The collation may be output in various critical apparatus forms
(including several formats recommended by the Text Encoding
Initiative), or scholars may dictate their own format. Through an
interface to the EDMAC macros, developed by John Lavagnino of
Brandeis University and Dominik Wujastyk of the Wellcome Institute
for the production of complex critical editions with the typesetting
language TeX, editions with up to five levels of apparatus can be created
direct from the output of Collate. The EDMAC macros and an
implementation of TeX (OzTeX) are provided with the program.
Automatic generation of hypertext electronic editions from the output is
also possible.

Texts Collate can Process
The length of texts Collate can process is limited only by the storage
capacity of the computer. The only requirement is that the text be
divided into blocks containing no more than 32768 words each. Collate
works on both prose and verse and has been tested successfully on texts
in many languages (including Malay, Sanskrit, Latin, Middle English
and Old Norse).

A set of Guidelines for Transcription, provided with the program,
explains the format transcription files should have so that they can be
processed by Collate. The transcription files must be plain ASCII files
and can be prepared on any computer.
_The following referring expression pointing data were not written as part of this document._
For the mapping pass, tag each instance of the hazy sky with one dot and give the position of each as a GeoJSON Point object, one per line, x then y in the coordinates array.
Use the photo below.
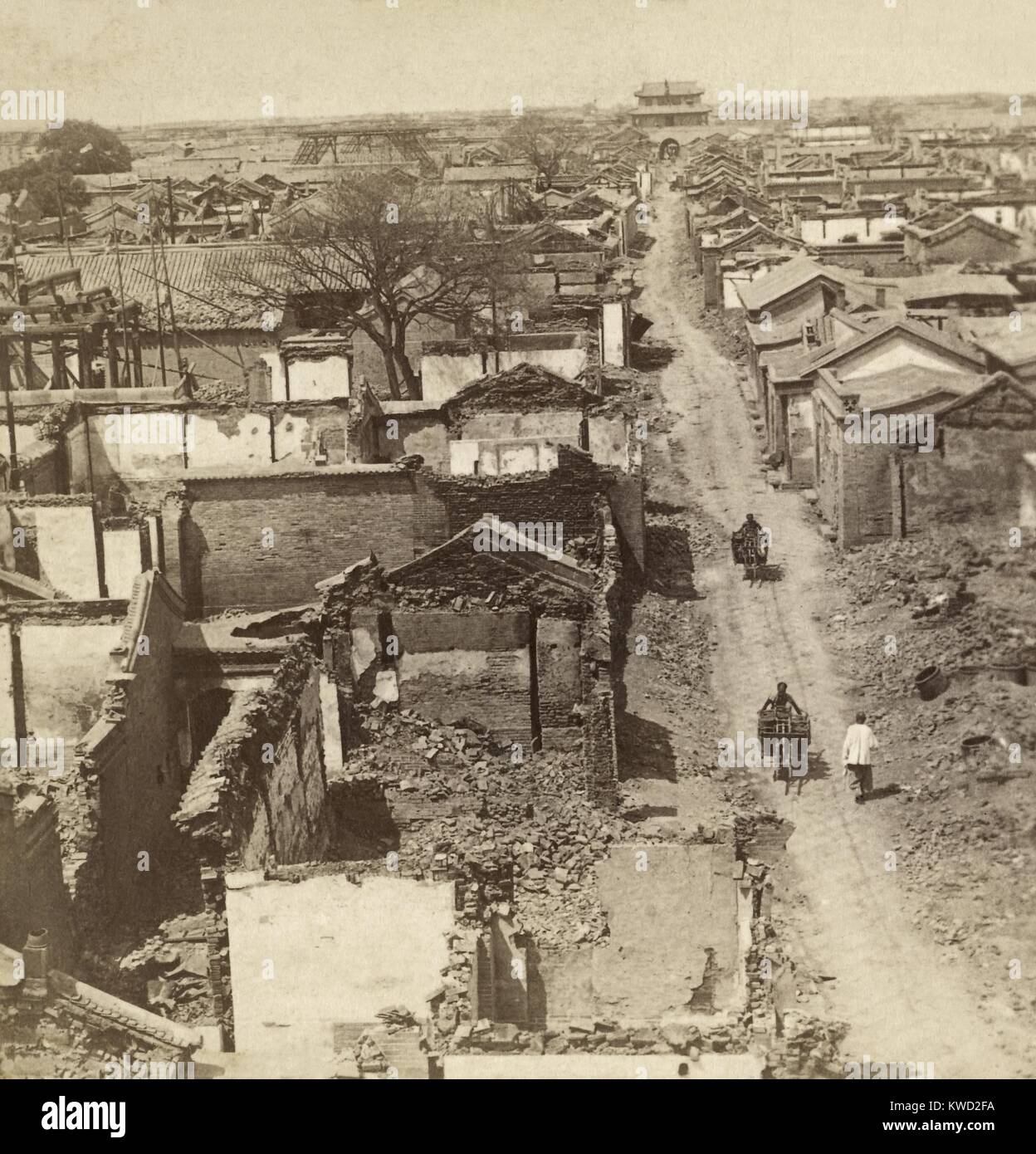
{"type": "Point", "coordinates": [120, 62]}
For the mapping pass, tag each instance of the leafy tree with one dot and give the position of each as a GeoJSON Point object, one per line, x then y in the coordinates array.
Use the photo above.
{"type": "Point", "coordinates": [85, 147]}
{"type": "Point", "coordinates": [79, 147]}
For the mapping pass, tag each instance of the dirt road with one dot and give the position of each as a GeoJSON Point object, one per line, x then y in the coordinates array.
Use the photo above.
{"type": "Point", "coordinates": [837, 887]}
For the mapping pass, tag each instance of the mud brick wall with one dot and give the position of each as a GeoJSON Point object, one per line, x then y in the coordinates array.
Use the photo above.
{"type": "Point", "coordinates": [980, 476]}
{"type": "Point", "coordinates": [866, 491]}
{"type": "Point", "coordinates": [455, 667]}
{"type": "Point", "coordinates": [245, 807]}
{"type": "Point", "coordinates": [599, 751]}
{"type": "Point", "coordinates": [568, 494]}
{"type": "Point", "coordinates": [321, 526]}
{"type": "Point", "coordinates": [32, 890]}
{"type": "Point", "coordinates": [132, 755]}
{"type": "Point", "coordinates": [559, 681]}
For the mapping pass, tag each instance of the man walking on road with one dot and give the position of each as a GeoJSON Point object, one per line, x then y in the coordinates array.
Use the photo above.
{"type": "Point", "coordinates": [856, 756]}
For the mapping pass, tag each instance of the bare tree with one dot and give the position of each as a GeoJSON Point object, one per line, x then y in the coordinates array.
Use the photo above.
{"type": "Point", "coordinates": [547, 142]}
{"type": "Point", "coordinates": [378, 253]}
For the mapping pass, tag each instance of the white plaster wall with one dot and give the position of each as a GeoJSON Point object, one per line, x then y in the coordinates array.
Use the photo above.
{"type": "Point", "coordinates": [121, 560]}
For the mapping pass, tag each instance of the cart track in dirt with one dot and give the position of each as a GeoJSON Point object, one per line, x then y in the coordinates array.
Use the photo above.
{"type": "Point", "coordinates": [843, 908]}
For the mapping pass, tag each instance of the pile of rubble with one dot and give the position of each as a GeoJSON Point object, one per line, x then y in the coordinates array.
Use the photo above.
{"type": "Point", "coordinates": [808, 1048]}
{"type": "Point", "coordinates": [459, 799]}
{"type": "Point", "coordinates": [171, 968]}
{"type": "Point", "coordinates": [603, 1035]}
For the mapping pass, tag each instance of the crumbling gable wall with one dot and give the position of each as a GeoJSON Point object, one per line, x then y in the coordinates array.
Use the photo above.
{"type": "Point", "coordinates": [956, 484]}
{"type": "Point", "coordinates": [472, 667]}
{"type": "Point", "coordinates": [257, 793]}
{"type": "Point", "coordinates": [266, 541]}
{"type": "Point", "coordinates": [128, 775]}
{"type": "Point", "coordinates": [570, 494]}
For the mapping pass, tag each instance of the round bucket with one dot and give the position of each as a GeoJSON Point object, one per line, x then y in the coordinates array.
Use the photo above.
{"type": "Point", "coordinates": [930, 682]}
{"type": "Point", "coordinates": [973, 747]}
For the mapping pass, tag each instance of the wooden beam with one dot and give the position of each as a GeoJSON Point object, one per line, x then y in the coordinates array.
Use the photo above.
{"type": "Point", "coordinates": [58, 363]}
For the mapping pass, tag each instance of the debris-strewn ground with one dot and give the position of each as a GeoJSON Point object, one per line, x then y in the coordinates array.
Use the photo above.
{"type": "Point", "coordinates": [962, 599]}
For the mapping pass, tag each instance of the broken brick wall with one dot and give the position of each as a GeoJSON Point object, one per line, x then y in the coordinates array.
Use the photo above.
{"type": "Point", "coordinates": [259, 792]}
{"type": "Point", "coordinates": [559, 681]}
{"type": "Point", "coordinates": [568, 494]}
{"type": "Point", "coordinates": [961, 484]}
{"type": "Point", "coordinates": [130, 763]}
{"type": "Point", "coordinates": [866, 493]}
{"type": "Point", "coordinates": [32, 892]}
{"type": "Point", "coordinates": [452, 667]}
{"type": "Point", "coordinates": [317, 526]}
{"type": "Point", "coordinates": [414, 434]}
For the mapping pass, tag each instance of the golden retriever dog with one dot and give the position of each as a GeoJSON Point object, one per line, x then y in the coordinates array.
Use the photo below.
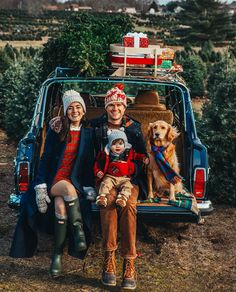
{"type": "Point", "coordinates": [161, 136]}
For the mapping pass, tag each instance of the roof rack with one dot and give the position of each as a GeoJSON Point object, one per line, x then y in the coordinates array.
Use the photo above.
{"type": "Point", "coordinates": [149, 62]}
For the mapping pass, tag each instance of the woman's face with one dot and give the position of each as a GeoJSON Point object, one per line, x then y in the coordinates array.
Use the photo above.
{"type": "Point", "coordinates": [75, 112]}
{"type": "Point", "coordinates": [115, 112]}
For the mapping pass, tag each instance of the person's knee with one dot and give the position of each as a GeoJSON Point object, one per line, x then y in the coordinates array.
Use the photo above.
{"type": "Point", "coordinates": [60, 209]}
{"type": "Point", "coordinates": [63, 188]}
{"type": "Point", "coordinates": [132, 201]}
{"type": "Point", "coordinates": [111, 198]}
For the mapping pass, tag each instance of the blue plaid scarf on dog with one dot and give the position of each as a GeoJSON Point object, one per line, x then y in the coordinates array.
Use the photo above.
{"type": "Point", "coordinates": [164, 165]}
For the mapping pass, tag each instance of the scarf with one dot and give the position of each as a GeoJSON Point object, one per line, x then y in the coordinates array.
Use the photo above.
{"type": "Point", "coordinates": [164, 165]}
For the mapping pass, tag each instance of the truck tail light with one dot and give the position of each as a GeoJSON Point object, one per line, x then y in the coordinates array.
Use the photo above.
{"type": "Point", "coordinates": [23, 176]}
{"type": "Point", "coordinates": [199, 183]}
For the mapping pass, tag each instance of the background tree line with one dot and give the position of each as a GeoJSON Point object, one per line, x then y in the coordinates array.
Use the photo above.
{"type": "Point", "coordinates": [83, 43]}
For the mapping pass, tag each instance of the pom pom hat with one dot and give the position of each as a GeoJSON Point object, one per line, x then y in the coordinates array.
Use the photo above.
{"type": "Point", "coordinates": [116, 95]}
{"type": "Point", "coordinates": [70, 96]}
{"type": "Point", "coordinates": [113, 135]}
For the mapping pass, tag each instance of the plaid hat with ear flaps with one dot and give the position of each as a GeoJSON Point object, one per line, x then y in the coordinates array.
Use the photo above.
{"type": "Point", "coordinates": [70, 96]}
{"type": "Point", "coordinates": [116, 95]}
{"type": "Point", "coordinates": [116, 135]}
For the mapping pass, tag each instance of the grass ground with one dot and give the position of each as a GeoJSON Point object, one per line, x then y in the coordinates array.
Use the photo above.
{"type": "Point", "coordinates": [172, 257]}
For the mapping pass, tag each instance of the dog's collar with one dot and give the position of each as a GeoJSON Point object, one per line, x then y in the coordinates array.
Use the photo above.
{"type": "Point", "coordinates": [159, 148]}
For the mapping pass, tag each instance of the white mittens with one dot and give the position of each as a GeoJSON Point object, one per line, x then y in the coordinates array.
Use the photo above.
{"type": "Point", "coordinates": [42, 198]}
{"type": "Point", "coordinates": [91, 193]}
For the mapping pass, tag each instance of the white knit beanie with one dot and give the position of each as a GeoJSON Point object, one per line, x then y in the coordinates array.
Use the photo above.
{"type": "Point", "coordinates": [70, 96]}
{"type": "Point", "coordinates": [115, 134]}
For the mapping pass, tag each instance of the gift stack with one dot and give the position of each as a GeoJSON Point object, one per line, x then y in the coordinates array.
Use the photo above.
{"type": "Point", "coordinates": [135, 40]}
{"type": "Point", "coordinates": [135, 51]}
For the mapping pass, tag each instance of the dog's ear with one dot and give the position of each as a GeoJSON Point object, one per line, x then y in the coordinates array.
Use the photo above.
{"type": "Point", "coordinates": [172, 133]}
{"type": "Point", "coordinates": [149, 132]}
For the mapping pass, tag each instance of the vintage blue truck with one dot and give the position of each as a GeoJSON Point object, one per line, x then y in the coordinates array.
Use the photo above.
{"type": "Point", "coordinates": [173, 105]}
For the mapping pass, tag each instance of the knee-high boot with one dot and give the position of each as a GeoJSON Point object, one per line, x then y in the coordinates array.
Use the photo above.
{"type": "Point", "coordinates": [76, 224]}
{"type": "Point", "coordinates": [60, 228]}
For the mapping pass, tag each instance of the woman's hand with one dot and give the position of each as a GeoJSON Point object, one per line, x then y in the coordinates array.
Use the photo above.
{"type": "Point", "coordinates": [42, 198]}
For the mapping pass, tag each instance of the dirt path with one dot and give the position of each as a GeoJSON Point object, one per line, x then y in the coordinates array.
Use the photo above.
{"type": "Point", "coordinates": [173, 257]}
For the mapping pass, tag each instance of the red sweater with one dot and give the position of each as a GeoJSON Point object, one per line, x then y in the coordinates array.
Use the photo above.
{"type": "Point", "coordinates": [117, 168]}
{"type": "Point", "coordinates": [70, 153]}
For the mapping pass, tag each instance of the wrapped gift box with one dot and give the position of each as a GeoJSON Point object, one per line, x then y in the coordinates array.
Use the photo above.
{"type": "Point", "coordinates": [136, 40]}
{"type": "Point", "coordinates": [168, 54]}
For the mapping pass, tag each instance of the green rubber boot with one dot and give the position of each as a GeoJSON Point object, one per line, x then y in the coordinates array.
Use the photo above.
{"type": "Point", "coordinates": [76, 224]}
{"type": "Point", "coordinates": [59, 242]}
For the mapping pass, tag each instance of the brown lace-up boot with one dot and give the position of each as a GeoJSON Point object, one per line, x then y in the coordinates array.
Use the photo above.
{"type": "Point", "coordinates": [109, 269]}
{"type": "Point", "coordinates": [129, 275]}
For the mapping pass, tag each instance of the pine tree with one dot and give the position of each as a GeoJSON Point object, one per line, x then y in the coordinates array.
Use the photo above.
{"type": "Point", "coordinates": [217, 131]}
{"type": "Point", "coordinates": [205, 20]}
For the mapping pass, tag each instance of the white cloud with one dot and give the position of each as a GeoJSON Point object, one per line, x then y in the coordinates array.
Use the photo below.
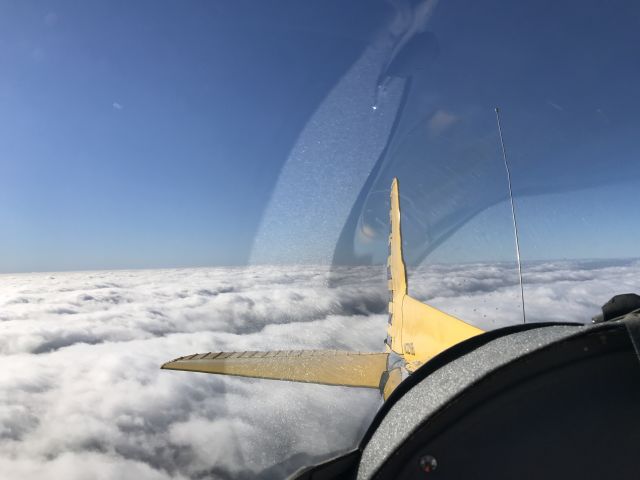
{"type": "Point", "coordinates": [82, 396]}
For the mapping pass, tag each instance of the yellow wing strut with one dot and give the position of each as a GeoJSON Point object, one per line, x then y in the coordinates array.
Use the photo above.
{"type": "Point", "coordinates": [328, 367]}
{"type": "Point", "coordinates": [417, 331]}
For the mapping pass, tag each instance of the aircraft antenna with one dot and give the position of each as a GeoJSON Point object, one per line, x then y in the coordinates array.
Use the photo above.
{"type": "Point", "coordinates": [513, 214]}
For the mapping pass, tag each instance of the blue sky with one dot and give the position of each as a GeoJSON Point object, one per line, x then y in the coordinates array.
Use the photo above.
{"type": "Point", "coordinates": [153, 134]}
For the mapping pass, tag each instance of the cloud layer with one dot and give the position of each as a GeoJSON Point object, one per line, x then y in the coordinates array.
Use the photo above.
{"type": "Point", "coordinates": [82, 396]}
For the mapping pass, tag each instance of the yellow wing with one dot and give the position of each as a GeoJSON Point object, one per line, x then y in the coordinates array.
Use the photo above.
{"type": "Point", "coordinates": [329, 367]}
{"type": "Point", "coordinates": [416, 333]}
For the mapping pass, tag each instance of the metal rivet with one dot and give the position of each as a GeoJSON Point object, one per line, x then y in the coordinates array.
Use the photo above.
{"type": "Point", "coordinates": [428, 463]}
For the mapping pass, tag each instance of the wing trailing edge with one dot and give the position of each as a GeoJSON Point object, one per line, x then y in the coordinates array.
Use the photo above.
{"type": "Point", "coordinates": [328, 367]}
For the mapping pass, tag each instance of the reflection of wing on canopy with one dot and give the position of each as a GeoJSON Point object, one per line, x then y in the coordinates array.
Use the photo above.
{"type": "Point", "coordinates": [416, 333]}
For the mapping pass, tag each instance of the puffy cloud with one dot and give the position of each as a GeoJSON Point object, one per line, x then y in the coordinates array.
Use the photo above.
{"type": "Point", "coordinates": [82, 396]}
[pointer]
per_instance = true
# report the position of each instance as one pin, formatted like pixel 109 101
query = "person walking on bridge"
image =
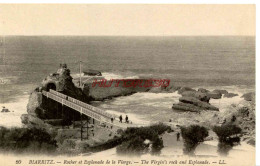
pixel 120 118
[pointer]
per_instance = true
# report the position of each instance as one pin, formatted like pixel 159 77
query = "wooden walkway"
pixel 86 109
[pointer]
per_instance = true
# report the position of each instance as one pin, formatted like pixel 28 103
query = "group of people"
pixel 121 119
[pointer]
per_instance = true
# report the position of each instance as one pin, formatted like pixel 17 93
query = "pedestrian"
pixel 178 136
pixel 126 119
pixel 120 118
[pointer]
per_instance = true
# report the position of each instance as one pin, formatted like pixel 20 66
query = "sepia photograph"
pixel 127 84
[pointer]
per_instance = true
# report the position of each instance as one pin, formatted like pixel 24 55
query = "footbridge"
pixel 86 109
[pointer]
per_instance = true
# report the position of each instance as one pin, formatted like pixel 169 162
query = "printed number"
pixel 18 161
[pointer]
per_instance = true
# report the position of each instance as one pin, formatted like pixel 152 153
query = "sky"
pixel 127 19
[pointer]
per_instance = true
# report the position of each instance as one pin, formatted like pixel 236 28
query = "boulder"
pixel 183 89
pixel 249 96
pixel 251 141
pixel 91 72
pixel 32 121
pixel 214 95
pixel 220 91
pixel 194 101
pixel 203 90
pixel 230 95
pixel 199 95
pixel 186 107
pixel 35 101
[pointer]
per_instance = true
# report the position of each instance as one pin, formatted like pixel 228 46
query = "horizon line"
pixel 133 35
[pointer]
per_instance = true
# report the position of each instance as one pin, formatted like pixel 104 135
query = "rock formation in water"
pixel 249 96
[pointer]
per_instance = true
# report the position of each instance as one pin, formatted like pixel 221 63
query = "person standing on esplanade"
pixel 126 119
pixel 120 118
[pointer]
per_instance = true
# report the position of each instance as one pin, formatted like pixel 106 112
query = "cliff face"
pixel 195 101
pixel 40 109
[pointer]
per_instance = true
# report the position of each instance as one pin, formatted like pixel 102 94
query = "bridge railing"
pixel 74 106
pixel 94 109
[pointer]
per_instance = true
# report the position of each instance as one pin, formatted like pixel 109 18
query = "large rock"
pixel 32 121
pixel 203 90
pixel 35 101
pixel 186 107
pixel 194 101
pixel 220 91
pixel 214 95
pixel 183 89
pixel 230 95
pixel 249 96
pixel 199 95
pixel 161 89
A simple word-processor,
Transcribe, is also provided with Collate: this includes various functions
specially designed to help transcription.

The History of Collate
Collate has been developed as part of the Computers and Manuscripts
Project, funded for three years from 1st September 1989 by the
Leverhulme Trust at the Oxford University Computing Service with
support from Apple Computer. Collate has been written by the Research
Officer for the Project, Peter Robinson (PETERRAC.UK.OX.VAX).
The Project Director is Susan Hockey.

Program Availability and Requirements
Collate 1.0 runs only on Macintosh computers (Classic or higher) and
requires one megabyte of memory to operate. A hard disc is
recommended. It can be ordered from:
The Computers and Manuscripts Project
Oxford University Computing Service
13 Banbury Road
Oxford OX2 6NN
(Phone: 0865 273200; fax 0865 273275; email

The program costs 20 pounds UK, 40 dollars US. Cheques should be made
payable to the Oxford University Computing Service; cheques in pounds
must be drawn on a British bank.

Documentation, sample files, Transcribe (version 1.1) and the OzTeX
implementation of TeX for the Macintosh, together with the EDMAC
macros, are provided with the program.